3. The transition is not only an environmental imperative, but a growth opportunity for the UK. Supplying the goods and services necessary to reach global net zero ambitions is estimated to be worth up to £1 trillion to UK businesses to 2030[footnote 2]. Furthermore, exports within low carbon and renewable energy industries are growing significantly faster than exports from the broader economy. Between 2020 and 2021, it is estimated exports from these sectors increased by 67%, compared to total exports which increased by 6%.[footnote 3]

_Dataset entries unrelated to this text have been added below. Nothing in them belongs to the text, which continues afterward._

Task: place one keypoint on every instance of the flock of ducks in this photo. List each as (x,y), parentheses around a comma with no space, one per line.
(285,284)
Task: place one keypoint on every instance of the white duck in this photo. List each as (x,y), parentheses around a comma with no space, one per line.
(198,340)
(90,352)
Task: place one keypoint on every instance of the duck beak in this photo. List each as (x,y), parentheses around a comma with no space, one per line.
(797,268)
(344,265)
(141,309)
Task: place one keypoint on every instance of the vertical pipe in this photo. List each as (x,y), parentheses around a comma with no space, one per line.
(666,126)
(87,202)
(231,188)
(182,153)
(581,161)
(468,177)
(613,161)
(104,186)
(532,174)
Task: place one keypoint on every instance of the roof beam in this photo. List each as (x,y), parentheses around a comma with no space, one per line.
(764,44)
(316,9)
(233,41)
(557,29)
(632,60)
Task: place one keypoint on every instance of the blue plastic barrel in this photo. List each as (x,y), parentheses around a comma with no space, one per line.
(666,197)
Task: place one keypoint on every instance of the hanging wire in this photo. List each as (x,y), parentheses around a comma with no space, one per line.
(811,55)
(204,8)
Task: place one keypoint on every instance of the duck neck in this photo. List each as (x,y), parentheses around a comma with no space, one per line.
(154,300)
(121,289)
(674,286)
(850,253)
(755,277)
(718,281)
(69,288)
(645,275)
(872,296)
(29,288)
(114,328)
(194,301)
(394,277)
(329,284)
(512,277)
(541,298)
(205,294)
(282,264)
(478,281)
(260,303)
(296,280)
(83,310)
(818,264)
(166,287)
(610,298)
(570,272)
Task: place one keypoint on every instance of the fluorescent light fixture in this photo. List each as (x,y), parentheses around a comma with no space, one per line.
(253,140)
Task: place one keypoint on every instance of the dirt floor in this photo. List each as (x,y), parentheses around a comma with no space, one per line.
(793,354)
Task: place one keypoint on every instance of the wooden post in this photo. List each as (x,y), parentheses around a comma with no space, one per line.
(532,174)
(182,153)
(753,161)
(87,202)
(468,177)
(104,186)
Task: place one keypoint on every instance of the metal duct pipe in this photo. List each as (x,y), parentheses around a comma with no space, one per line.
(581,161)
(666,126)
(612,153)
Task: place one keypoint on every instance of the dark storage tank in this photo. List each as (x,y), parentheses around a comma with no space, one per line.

4. The 2023 Green Finance Strategy (‘this Strategy’) is an update to the UK’s 2019 Green Finance Strategy and sets out how continued UK leadership on green finance will cement the UK’s place at the forefront of this growing global market, and how we will mobilise the investment needed to meet our climate and nature objectives. Published alongside this Strategy are the UK government’s Powering Up Britain, Nature Markets Framework, International Climate Finance Strategy and UK 2030 Strategic Framework for Climate and Nature. Collectively these publications confirm the UK’s ambition to address climate and environmental challenges, and the practical steps we are taking to drive progress.

What are our objectives?

  1. 5. This Strategy aims to reinforce and expand the UK’s position as a world leader on green finance and investment, delivering 5 key objectives:
    1. a. UK financial services growth and competitiveness – The UK can and will do more to support our financial services sector to prosper from a transitioning global economy. From venture capital supporting innovative climate tech solutions, to banks lending to major renewables projects and asset managers allocating capital to support the companies of the future – behind every step of our transition will be our world-leading financial services sector.
    2. b. Investment in the green economy – Private investment will be crucial to delivering net zero, building climate resilience and supporting nature’s recovery. We estimate that to deliver on the UK’s net zero ambitions, through the late 2020s and 2030s, an additional £50-60 billion capital investment will be required each year.[footnote 4] A 2021 report estimated that over the next 10 years, our domestic nature-related goals could require between £44-97 billion of investment[footnote 5]. This investment will support the sectors and technologies of the future, enable traditional sectors to adapt and thrive as part of the transition, and presents a significant opportunity to level up the UK, including those parts with an industrial heritage.
    3. c. Financial stability – Climate change and environmental degradation pose profound risks to the economy. The Bank of England projected £110 billion in additional losses for UK banks out to 2050 in their disorderly transition scenario, and 50-70% higher losses for UK insurers in their highest climate risk scenario.[footnote 6] Similarly, over half the world’s GDP is generated in sectors that depend on the goods and services nature provides.[footnote 7] An effective green finance framework will ensure the finance sector has the information it needs to manage risks from climate change and nature loss.
    4. d. Incorporation of nature and adaptation – There has been significant progress on nature finance both domestically and internationally since 2019, culminating in the commitments on finance made in the landmark Kunming-Montreal Global Biodiversity Framework agreed at the UN Convention on Biological Diversity COP 15 in December 2022. There is also increasing recognition of the government’s critical role in supporting private investment in climate resilience, as highlighted by the Climate Change Committee’s recent report.[footnote 8] To reflect these developments, as well as calls from industry for an integrated approach, this Strategy will explicitly incorporate both nature and climate adaptation into the government’s green finance policy framework.
    5. e. Alignment of global financial flows with climate and nature objectives – With our world leading expertise and outward looking financial sector, the UK is strategically placed to collaborate with international partners to support the alignment of global financial frameworks and stimulate investment towards emerging and developing markets where capital needs are highest. The UK can capture a huge economic opportunity by supporting the global transition, whilst building closer relationships with high growth emerging markets and developing economies as they seek to meet their own financing needs.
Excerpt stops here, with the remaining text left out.